LAS VEGAS -- A lot of attention has been devoted to Deandre Ayton this summer, and for good reason. The No. 1 overall pick for the Phoenix Suns has flashed franchise-changing talent. But the Suns fielded a Las Vegas Summer League squad that features three other lottery picks from the past three seasons: Dragan Bender (fourth pick, 2016), Josh Jackson (fourth pick, 2017) and Mikal Bridges (10th pick, 2018).
Bridges, acquired in a draft-day trade with Philadelphia, is clearly the rawest of the three non-Ayton lottery players. On Friday, Bridges took four 3s during his 12 minutes of action and made one, before being shut down with a sore knee. The trey is the key offensive skill that Bridges needed to show and work on in Vegas. On one set in the second quarter, Phoenix guard Shaquille Harrison set Bridges up for a wide-open spot-up 3 from the elbow, and while Bridges' shot was in the air one of my colleagues muttered, "This is the shot he has to be able to make."
Over the whole summer league, 16 of Bridges' 22 shot attempts came from downtown. His best game was the opener, when he knocked down 4 of 5 3s, but Bridges managed to make only 3 of 11 3s for the rest of the event. That shot will be Bridges' ticket to playing time for the Suns this year.
Bender started on Friday, as well, but played only eight minutes before the team shut him down. He scored five points with five rebounds, but as always in summer league, the visual impressions are much more informative than the box scores. The first time I saw Bender in Vegas back in 2016, I said that he looked more like a 7-foot shooting guard than a big man. He was extremely slim, and he handled the ball out top and attacked defenses facing the basket instead of at the post.
Fast forward to today and Bender has noticeably bulked up like a traditional pivot player. Bender told ESPN after Friday's game that getting stronger was one of his main goals of the summer, along with getting acclimated to his new teammates.
On the court, Bender still has the strong perimeter-oriented game but now with more of a stretch-4 feel. He typically set up in most offensive sets at the 3-point line. Of the 35 shots he took in summer league, 21 of them were 3-pointers. He only made 2-of-12 behind the arc in the first two games, but he warmed up to hit 6-of-14 in his final three contests. Bender told ESPN that he'll be playing both the 4 and 5 this year during the season, depending on the matchup, and clearly his primary offensive role will be to stretch the defense so that Ayton will have more room to work inside.
What popped for Jackson in last year's summer league was his extreme athletic ability and defensive potential.
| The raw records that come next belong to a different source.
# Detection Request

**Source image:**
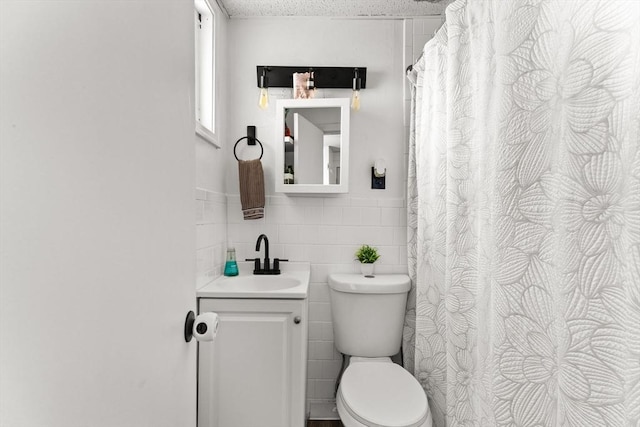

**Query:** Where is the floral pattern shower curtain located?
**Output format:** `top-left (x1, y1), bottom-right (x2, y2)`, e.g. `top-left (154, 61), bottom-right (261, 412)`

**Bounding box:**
top-left (404, 0), bottom-right (640, 427)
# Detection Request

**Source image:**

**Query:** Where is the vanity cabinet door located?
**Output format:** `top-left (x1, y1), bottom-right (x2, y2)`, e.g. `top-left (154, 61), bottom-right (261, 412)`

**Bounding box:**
top-left (198, 298), bottom-right (307, 427)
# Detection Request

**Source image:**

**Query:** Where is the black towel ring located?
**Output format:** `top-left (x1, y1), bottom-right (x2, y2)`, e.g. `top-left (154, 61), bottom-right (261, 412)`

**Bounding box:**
top-left (233, 136), bottom-right (264, 161)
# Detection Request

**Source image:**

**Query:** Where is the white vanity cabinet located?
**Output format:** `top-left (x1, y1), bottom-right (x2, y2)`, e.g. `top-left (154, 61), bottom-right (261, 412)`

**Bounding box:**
top-left (198, 298), bottom-right (308, 427)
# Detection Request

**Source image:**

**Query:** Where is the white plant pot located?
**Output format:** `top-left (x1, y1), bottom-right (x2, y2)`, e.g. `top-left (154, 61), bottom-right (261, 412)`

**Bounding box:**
top-left (360, 263), bottom-right (375, 276)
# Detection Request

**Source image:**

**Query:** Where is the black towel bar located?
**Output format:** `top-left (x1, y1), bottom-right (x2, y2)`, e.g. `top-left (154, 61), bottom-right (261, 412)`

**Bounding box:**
top-left (233, 136), bottom-right (264, 161)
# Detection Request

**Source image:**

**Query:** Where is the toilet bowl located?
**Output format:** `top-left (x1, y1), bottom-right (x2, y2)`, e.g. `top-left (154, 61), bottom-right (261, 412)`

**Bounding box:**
top-left (329, 274), bottom-right (432, 427)
top-left (336, 358), bottom-right (432, 427)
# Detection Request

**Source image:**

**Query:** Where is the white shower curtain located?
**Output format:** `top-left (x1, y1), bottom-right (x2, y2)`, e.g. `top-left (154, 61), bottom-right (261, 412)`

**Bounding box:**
top-left (404, 0), bottom-right (640, 427)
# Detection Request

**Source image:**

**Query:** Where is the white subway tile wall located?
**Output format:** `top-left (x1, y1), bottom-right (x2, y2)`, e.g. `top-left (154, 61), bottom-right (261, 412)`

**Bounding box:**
top-left (227, 195), bottom-right (407, 405)
top-left (195, 188), bottom-right (227, 289)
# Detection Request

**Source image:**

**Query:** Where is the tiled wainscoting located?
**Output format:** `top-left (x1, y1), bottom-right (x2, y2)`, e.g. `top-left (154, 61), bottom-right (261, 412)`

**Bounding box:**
top-left (195, 188), bottom-right (227, 289)
top-left (227, 195), bottom-right (407, 404)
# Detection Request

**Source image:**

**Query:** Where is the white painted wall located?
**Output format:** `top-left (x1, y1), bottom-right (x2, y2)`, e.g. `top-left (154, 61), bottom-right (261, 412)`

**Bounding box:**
top-left (222, 18), bottom-right (408, 412)
top-left (0, 0), bottom-right (196, 427)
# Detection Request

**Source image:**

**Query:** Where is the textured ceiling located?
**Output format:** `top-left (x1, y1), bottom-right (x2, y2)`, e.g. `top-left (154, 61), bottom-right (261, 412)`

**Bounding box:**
top-left (217, 0), bottom-right (451, 18)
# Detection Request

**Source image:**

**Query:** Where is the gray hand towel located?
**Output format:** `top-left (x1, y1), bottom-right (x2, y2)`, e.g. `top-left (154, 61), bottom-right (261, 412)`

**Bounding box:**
top-left (238, 159), bottom-right (264, 219)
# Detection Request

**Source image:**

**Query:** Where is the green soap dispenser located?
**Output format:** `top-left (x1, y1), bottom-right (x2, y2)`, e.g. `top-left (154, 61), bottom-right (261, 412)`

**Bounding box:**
top-left (224, 241), bottom-right (238, 276)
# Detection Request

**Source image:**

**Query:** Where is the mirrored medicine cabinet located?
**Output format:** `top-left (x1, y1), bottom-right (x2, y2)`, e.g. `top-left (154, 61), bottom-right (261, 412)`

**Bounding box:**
top-left (275, 98), bottom-right (350, 193)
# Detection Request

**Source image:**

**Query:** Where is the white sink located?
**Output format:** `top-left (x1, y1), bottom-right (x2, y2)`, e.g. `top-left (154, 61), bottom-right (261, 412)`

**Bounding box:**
top-left (197, 262), bottom-right (310, 299)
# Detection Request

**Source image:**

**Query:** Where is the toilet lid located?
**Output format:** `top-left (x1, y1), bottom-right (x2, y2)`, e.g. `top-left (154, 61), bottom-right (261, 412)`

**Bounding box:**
top-left (340, 362), bottom-right (429, 427)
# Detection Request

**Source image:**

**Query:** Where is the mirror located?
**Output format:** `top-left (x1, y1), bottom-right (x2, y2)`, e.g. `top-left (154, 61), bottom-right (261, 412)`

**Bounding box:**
top-left (275, 98), bottom-right (349, 193)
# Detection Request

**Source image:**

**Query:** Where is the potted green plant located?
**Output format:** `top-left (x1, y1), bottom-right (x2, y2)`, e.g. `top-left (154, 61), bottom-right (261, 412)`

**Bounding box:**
top-left (356, 245), bottom-right (380, 276)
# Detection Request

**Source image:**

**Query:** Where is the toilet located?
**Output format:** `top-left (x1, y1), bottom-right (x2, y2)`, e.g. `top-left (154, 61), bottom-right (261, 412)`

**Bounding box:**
top-left (329, 274), bottom-right (432, 427)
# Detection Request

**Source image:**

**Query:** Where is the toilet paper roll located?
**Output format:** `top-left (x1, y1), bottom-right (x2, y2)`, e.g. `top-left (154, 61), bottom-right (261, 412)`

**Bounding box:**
top-left (193, 312), bottom-right (218, 341)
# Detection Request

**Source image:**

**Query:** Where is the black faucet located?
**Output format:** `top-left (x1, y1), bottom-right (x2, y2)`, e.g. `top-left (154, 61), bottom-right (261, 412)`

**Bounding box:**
top-left (247, 234), bottom-right (288, 274)
top-left (256, 234), bottom-right (271, 271)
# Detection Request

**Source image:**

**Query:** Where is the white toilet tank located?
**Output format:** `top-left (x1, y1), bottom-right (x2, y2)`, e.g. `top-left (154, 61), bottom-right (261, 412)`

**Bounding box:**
top-left (329, 274), bottom-right (411, 357)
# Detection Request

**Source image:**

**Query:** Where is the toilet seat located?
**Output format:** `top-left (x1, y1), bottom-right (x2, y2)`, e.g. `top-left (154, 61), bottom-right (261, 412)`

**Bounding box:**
top-left (338, 361), bottom-right (430, 427)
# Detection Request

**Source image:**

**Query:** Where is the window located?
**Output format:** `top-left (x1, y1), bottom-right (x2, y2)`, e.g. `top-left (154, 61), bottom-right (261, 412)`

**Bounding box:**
top-left (194, 0), bottom-right (220, 148)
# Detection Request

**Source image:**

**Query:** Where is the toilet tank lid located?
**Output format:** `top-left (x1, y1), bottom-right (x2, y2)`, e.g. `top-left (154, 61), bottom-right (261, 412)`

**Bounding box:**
top-left (329, 273), bottom-right (411, 294)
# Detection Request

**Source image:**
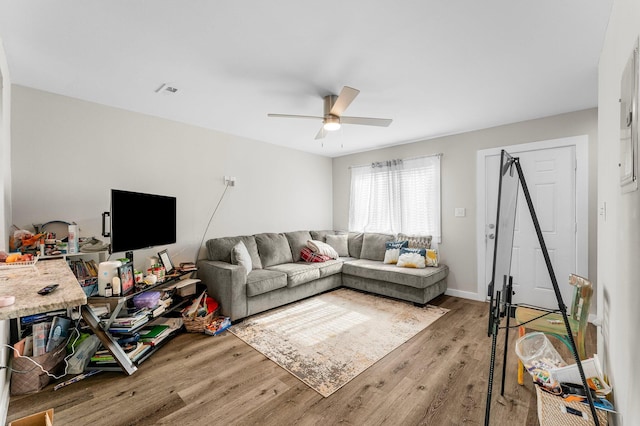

Jackson showed that defensive potential in his three games this year, as well, with four steals and two blocked shots in only 70 total minutes.
But in this summer league, Jackson was clearly working more on his offense. Jackson said that his main focuses in Vegas were leadership, getting stronger and picking his spots to attack. That was obvious in watching him play, as he handled the ball a lot and was particularly aggressive in looking for his shot. Jackson's shot was off, as he made only 10 of his 41 field goal attempts, including 1-of-11 from downtown. But Jackson's attacking style got him to the line consistently, where he made 10 of 14 free throws in three games despite playing only 23.3 minutes per game.
While Jackson looked for his shot often, one of his most memorable plays of the event was a pass. In his first game against the Dallas Mavericks, Jackson was running the pick-and-roll set as the ball handler and threw a beautiful alley-oop to Ayton that was only foiled because the defender fouled Jackson before the pass.
All told, each of Bender, Jackson and Bridges spent summer league working on skills that they'll use this season for the Suns. Bender will be a stretch big, Bridges a 3-and-D wing, and Jackson a forward that clearly expects to be more aggressive as a scorer. Jackson is the only one likely to start, but each should spend some time in the rotation.